Nele Revyn start on 3D microelectrode arrays for Brain-on-Chip research
In August 2020, Nele Revyn joined the ECTM group at TU Delft as a PhD student under the supervision of Prof. Lina Sarro and Dr. Massimo Mastrangeli. Her background lies in digital and analog chip design, and her work will feature within the Netherlands Organ-on-Chip Initiative (NOCI).
Revyn's research will encompass the Brain-on-Chip field by creating 3D microelectrode arrays for measuring neural responses. Previous research has enabled readout of neural responses with 2D microelectrode arrays. However, neurons communicate with each other in three dimensions. Therefore, scientists are asking for a platform that enables readout in not only two but three dimensions.

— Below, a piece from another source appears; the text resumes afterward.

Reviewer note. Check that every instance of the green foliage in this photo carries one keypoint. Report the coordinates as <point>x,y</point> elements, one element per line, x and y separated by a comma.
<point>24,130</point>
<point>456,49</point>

The envisioned 3D microelectrode arrays, with electrodes at distinct tissue depths, is the first step to enable that. Over time, the goal is to make the entire structure non-rigid (maybe even soft) so neurons can adhere easily to the electrodes without disturbing the neuronal tissue, and transparent, so opto-electric neural stimulation becomes possible.
"I have always been fascinated by the human brain (I even considered going to medical school!), so being able to contribute to Brain-on-Chip research brings me much enthusiasm," Revyn says.